The Italian women, especially those from southern Italy and Sicily, have also spoken of their difficulties in housekeeping under new conditions. In Italy the houses, even of the relatively well-to-do peasants, were two-room affairs with earthen floors and little furniture. The women had little time to give to the care of the house, and its comfort and order were not considered important.

The experience in doing the family washing is said to typify the change. In Italy washing is done once a month, or at most, once a fortnight, in the poorer families. Clothes are placed in a great vat or tub of cold water, covered with a cloth on which is sprinkled wood ashes, and allowed to stand overnight. In the morning they are taken to a stream or fountain, and washed in running water. They are dried on trees and bushes in the bright, Italian sunlight. Such methods of laundry work do not teach the women anything about washing in this country, and they are said to make difficult work of it in many cases. They learn that clothes are boiled here, but they do not know which clothes to boil and which to wash without boiling; and as a result they often boil all sorts of clothing, colored and white, together. In Italy washing is a social function; here it is a task for each individual woman.

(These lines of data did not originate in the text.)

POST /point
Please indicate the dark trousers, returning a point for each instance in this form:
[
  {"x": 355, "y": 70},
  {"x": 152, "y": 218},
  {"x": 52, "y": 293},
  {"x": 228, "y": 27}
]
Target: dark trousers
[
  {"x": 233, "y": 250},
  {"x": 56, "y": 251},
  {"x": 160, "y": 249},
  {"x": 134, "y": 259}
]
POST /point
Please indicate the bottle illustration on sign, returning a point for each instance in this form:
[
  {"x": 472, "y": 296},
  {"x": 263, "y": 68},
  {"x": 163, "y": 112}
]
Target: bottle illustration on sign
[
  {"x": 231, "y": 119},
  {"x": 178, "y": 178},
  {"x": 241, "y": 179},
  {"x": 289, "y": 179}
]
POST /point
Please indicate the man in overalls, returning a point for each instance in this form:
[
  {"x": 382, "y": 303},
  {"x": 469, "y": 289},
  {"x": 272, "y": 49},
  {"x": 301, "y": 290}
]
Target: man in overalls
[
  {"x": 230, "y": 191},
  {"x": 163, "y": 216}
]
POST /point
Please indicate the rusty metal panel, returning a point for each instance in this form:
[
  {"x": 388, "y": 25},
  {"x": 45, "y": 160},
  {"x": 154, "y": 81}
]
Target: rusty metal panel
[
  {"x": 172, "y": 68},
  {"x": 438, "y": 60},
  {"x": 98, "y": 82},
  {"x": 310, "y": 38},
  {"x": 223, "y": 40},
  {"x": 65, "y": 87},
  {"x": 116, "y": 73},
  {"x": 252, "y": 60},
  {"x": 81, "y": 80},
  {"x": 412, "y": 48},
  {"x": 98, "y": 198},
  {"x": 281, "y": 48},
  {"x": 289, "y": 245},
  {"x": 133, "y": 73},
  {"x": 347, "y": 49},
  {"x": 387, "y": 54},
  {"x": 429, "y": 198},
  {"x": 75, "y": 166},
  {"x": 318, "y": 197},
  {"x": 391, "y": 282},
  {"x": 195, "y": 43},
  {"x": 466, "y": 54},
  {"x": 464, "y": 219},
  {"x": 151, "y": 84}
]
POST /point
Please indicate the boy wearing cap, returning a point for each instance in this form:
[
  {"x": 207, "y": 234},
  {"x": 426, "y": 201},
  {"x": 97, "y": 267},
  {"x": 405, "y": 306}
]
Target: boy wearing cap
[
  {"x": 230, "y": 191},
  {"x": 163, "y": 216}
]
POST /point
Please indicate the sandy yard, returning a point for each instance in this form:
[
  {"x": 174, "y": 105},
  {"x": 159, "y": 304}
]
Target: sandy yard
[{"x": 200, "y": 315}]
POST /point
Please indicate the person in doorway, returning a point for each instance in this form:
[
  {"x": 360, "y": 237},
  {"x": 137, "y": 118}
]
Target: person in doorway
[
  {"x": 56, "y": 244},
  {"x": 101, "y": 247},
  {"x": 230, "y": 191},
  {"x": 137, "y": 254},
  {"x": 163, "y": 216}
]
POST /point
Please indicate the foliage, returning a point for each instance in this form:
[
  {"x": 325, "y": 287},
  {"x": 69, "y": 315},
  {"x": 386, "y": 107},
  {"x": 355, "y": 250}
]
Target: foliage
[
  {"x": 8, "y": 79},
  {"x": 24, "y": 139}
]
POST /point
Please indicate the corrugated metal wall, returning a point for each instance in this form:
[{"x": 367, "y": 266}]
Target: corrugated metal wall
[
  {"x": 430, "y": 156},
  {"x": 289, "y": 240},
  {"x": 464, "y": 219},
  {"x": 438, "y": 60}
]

DEMANDS OF AMERICAN COOKERY

Cooking in this country varies in difficulty in the different national groups. In the case of the Lithuanians and Poles, for example, the old-country cooking is simple and easily done. Among others it is a fine art, requiring much time and skill. The Italian cooking, of course, is well known, as is also the Hungarian. Among the Bohemians and Croatians, too, the housewives are proverbially good cooks and spend long hours over the preparation of food. Croatian women in this country are said to regard American cookery with scorn. They say that Croatian women do not expect to get a meal in less than two or three hours, while here all the emphasis is on foods that can be prepared in twenty or thirty minutes.

It is not always easy to transplant this art of cookery, even if the women had time to practice it here as they did at home. The materials can usually be obtained, although often at a considerable expense, but the equipment with which they cook and the stoves on which they cook are entirely different. The Italian women, for example, cannot bake their bread in the ovens of the stoves that they use here. Tomato paste, for example, is used in great quantities by Italian families, and is made at home by drying the tomatoes in the open air. When an attempt is made to do this in almost any large city the tomatoes get not only the sunshine, but the soot and dirt of the city. The more particular Italians here will not make tomato paste outdoors, but large numbers of Italian families continue to make it, as can be seen by a walk through any Italian district in late August or early September.

In general, in the groups in which cooking was highly developed, a great deal of time was devoted to the preparation of food. If the housewife wishes to reduce her work in this country, she finds that some of the ingredients which make our cooking simpler are unknown to her. The Bohemians, for example, do not know how to use baking powder, and the same is true of the women in Lithuanian, Polish, and Russian groups, where the art of cooking is less developed.